Для анализа философских концепций мне не хватало философской культуры, историография казалась проще, но тут меня подстерегала другая опасность. Пытаясь проследить влияние философских идей на историю, я апеллировал не столько к самой ткани исторического исследования, сколько к философским статьям и высказываниям историков, что, конечно, не одно и то же. Кроме того, моя книга и предшествовавшие ей статьи были насквозь идеологичны, реальные проблемы едва проступали за казенными клише. Когда я просматриваю – читать это невозможно – сегодня свой текст, то искренне удивляюсь: как можно было так много прочитать (я не передирал чужих сносок, а действительно читал) и так мало понять?
Главная беда состояла в плохой стартовой площадке, усугублявшейся общей идеологической атмосферой. При редактировании книга была еще больше ухудшена, а когда мне прислали верстку, я пришел в ужас: к каждому имени, о котором не было сказано, кто это такой, редактор добавил: «реакционный буржуазный социолог». Такая судьба постигла даже старого доктора Бартоло из «Севильского цирюльника»: я назвал его старым брюзгой, а редактор сделал «реакционным буржуазным социологом». Три дня я думал, что делать (тогда верстку еще можно было править). Я хотел сохранить редакторскую правку, чтобы в стране появился новый объект для критики (в те годы и даже много позже иностранную литературу читали немногие, все остальные повторяли расхожие цитаты[24]), но меня подвела несистематичность собственного мышления. Я подумал: а вдруг какой-нибудь читатель решит, что это я так обращаюсь с Бомарше, – и восстановил первоначальный текст. Хотя очевидно, что читатель, который слышал имя доктора Бартоло, никогда не подумает, что автор книги этого не знает.

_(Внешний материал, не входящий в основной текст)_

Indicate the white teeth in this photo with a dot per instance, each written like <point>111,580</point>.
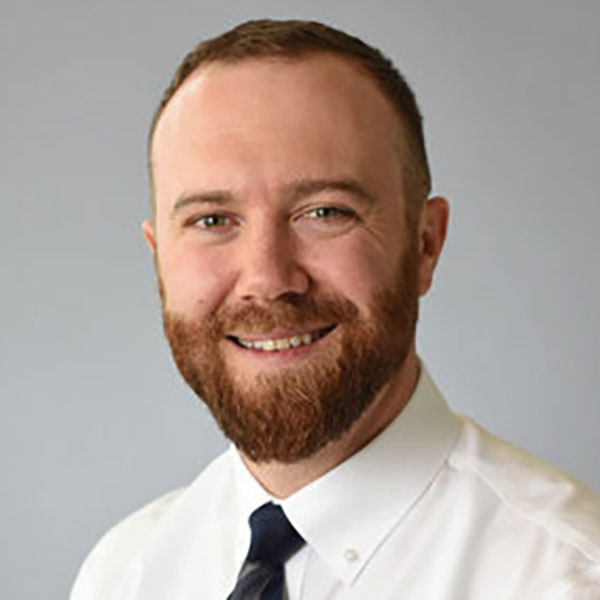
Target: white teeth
<point>280,344</point>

Однако по тем временам работа выглядела прилично, в ней было много новых для нашего обществоведения имен, проблем и вопросов, над которыми следовало думать, и не обязательно в предложенной автором интерпретации. Диссертацию долго мариновали в Институте философии (главным препятствием был возраст – мне было меньше 30 лет), в конце концов я защитил ее в Ленинграде, оппонентами выступили В. Ф. Асмус, Ю. П. Францев, Г. Е. Глезерман и Б. А. Чагин, плюс отзывы всех крупнейших специалистов страны в области историографии. Лично для меня самым важным было мнение Асмуса, к которому я относился с величайшим почтением. Если бы его отзыв оказался кислым, я был внутренне готов отложить защиту, но Валентин Фердинандович проявил снисходительность. Он, конечно, понимал ученический характер диссертации, но видел, что перед ним думающий человек. В длинном отзыве (в те годы оппоненты писали отзывы сами) он перечислил достоинства диссертации, а о недостатках сказал четко, но без нажима. Я критиковал так называемый презентизм (взгляд на историю как на опрокинутое в прошлое настоящее). Асмус не спорил, но привел аналогичную цитату из Писарева, и мне сразу же стало ясно, что то, что казалось мне порочным субъективизмом, на самом деле – проявление неустранимой субъектности познавательного процесса, которая в истории выражена значительно сильнее, чем в естественных науках, а политические выводы из этого могут быть разными.